= 1935 All-SEC football team =

American college football all-star team

The 1935 All-SEC football team consists of American football players selected to the All-Southeastern Conference (SEC) chosen by various selectors for the 1935 college football season. The LSU Tigers won the conference, posting an undefeated conference record.

==All-SEC selections==

===Ends===
- Willie Geny, Vanderbilt (AP-1, AU-1)
- Gaynell Tinsley, LSU (College Football Hall of Fame) (AP-1, AU-1)
- Gene Rose, Tennessee (AP-2, AU-1)
- Chuck Gelatka, Miss.
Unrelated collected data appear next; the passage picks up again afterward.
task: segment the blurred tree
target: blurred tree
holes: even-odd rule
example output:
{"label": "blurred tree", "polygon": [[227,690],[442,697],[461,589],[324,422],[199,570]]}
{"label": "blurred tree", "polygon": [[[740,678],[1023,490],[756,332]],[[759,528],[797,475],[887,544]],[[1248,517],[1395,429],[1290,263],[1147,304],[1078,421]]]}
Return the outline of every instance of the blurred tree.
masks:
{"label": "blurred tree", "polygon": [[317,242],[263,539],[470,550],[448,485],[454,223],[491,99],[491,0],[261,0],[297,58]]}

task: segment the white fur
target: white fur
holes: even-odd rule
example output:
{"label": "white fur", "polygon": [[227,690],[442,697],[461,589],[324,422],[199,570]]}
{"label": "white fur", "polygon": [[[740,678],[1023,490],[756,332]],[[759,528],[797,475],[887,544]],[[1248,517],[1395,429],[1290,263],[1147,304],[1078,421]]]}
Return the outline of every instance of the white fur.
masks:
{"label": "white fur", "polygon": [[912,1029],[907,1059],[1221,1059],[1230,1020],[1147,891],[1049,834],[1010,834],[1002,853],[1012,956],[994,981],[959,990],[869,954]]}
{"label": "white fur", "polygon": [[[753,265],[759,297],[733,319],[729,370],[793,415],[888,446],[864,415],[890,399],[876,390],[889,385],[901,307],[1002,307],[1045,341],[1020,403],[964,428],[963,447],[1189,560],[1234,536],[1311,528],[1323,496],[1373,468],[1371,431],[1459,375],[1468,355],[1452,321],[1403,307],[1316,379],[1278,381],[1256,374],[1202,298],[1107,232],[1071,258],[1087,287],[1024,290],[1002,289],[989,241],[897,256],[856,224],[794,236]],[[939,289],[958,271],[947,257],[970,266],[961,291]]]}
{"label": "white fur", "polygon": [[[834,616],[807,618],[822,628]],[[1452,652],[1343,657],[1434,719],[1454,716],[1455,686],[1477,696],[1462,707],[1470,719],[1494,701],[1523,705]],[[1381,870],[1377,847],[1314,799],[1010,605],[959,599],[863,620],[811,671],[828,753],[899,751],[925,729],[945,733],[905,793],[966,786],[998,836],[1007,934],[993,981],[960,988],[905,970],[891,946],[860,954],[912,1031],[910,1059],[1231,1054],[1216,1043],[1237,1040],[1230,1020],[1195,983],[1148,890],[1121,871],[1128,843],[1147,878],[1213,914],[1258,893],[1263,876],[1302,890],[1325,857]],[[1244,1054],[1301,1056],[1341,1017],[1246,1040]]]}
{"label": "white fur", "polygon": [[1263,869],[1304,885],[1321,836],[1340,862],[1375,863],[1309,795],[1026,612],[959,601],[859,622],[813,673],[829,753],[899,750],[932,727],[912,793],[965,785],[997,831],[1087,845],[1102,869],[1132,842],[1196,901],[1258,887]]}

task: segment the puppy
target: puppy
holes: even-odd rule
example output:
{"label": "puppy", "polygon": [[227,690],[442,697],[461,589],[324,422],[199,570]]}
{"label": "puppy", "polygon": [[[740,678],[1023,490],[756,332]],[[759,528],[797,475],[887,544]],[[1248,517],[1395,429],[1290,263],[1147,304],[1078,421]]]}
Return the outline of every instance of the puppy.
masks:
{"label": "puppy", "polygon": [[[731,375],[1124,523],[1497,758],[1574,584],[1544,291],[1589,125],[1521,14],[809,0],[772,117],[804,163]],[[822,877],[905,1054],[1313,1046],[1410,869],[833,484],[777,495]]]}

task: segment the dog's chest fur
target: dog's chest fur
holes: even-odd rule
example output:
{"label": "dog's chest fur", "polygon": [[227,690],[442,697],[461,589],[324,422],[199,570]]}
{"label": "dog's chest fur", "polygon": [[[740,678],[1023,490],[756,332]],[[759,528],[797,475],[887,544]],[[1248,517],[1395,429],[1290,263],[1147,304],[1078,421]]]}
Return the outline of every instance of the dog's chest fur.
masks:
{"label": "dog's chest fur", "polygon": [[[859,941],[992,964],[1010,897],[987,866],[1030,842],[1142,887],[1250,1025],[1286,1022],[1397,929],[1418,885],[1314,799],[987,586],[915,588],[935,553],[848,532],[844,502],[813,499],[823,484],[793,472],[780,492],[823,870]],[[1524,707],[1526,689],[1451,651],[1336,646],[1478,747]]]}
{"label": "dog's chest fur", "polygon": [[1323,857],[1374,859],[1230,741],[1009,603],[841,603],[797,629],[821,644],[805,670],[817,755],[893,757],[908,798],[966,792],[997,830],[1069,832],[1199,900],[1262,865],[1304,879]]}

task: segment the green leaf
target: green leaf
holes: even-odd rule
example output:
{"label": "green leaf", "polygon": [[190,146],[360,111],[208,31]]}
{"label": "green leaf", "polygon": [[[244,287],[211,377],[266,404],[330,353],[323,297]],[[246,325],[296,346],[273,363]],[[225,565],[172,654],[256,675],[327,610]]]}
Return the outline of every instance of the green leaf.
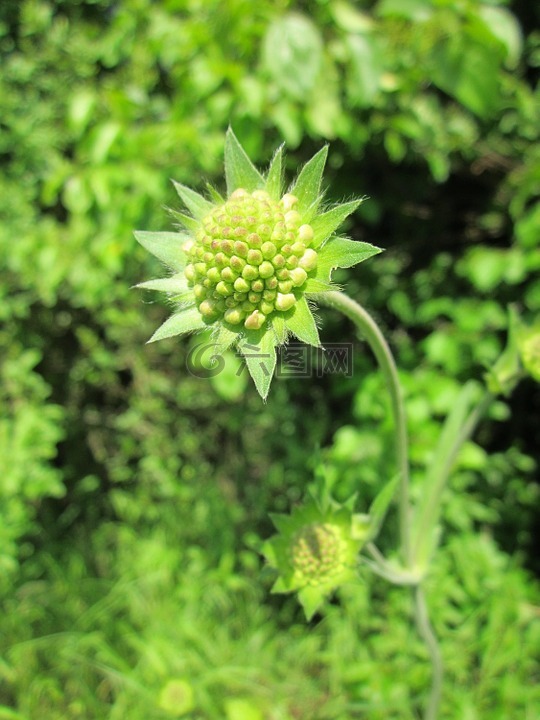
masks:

St. (AP-2, AU-1)
- Bear Bryant, Alabama (College Football Hall of Fame) (AP-3)
- Warren Barrett, LSU (AP-3)

===Tackles===
- Jim Whatley, Alabama (AP-1, AU-1)
- Haygood Paterson, Auburn (AP-1, AU-1)
- Justin Rukas, LSU (AP-2, AU-2)
- Sterling Richardson, Ole Miss (AP-2)
- Lefty Eubanks, Georgia Tech (AU-2)
- Stanley Nevers, Kentucky (AP-3)
- Ranny Throgmorton, Vanderbilt (AP-3)

===Guards===
- Frank Johnson, Georgia (AP-1)
- Middleton Fitzsimmons, Georgia Tech (AP-1)
- Frank Gantt, Auburn (AP-2, AU-1)
- Osborn Helveston, LSU (AU-1)
- Art White, Alabama (AP-3, AU-2)
- Samuel Brown, Vanderbilt (AP-2)
- Leroy Moorehead, Georgia (AU-2)
- William Stone, Miss. St. (AP-3)

===Centers===
- Walter Gilbert, Auburn (College Football Hall of Fame) (AP-1, AU-1)
- Kavanaugh Francis, Alabama (AP-2, AU-2)
- Marvin Stewart, LSU (AP-3)

===Quarterbacks===
- Riley Smith, Alabama (College Football Hall of Fame) (AP-1, AU-1)
- Rand Dixon, Vanderbilt (AP-2, AU-2)
- Barney Mintz, Tulane (AP-3)

===Halfbacks===
- Ike Pickle, Miss. St. (AP-1, AU-1)
- Jesse Fatherree, LSU (AP-1, AU-1)
- Ray Hapes, Ole Miss (AP-3, AU-1 [as fb])
- Robert Davis, Kentucky (AP-2, AU-2)
- Rad Rodgers, Ole Miss (AP-2)
- John Bond, Georgia (AU-2)
- Billy Chase, Florida (AP-3)

===Fullbacks===
- Bill Crass, LSU (AP-1, AU-2)
- Abe Mickal, LSU (College Football Hall of Fame) (AP-2)
- Dutch Konemann, Georgia Tech (AP-3)

==Key==
AP = compiled by the Associated Press from coaches and sportswriters.

AU = selected by The Plainsmen, Auburn's semi weekly paper.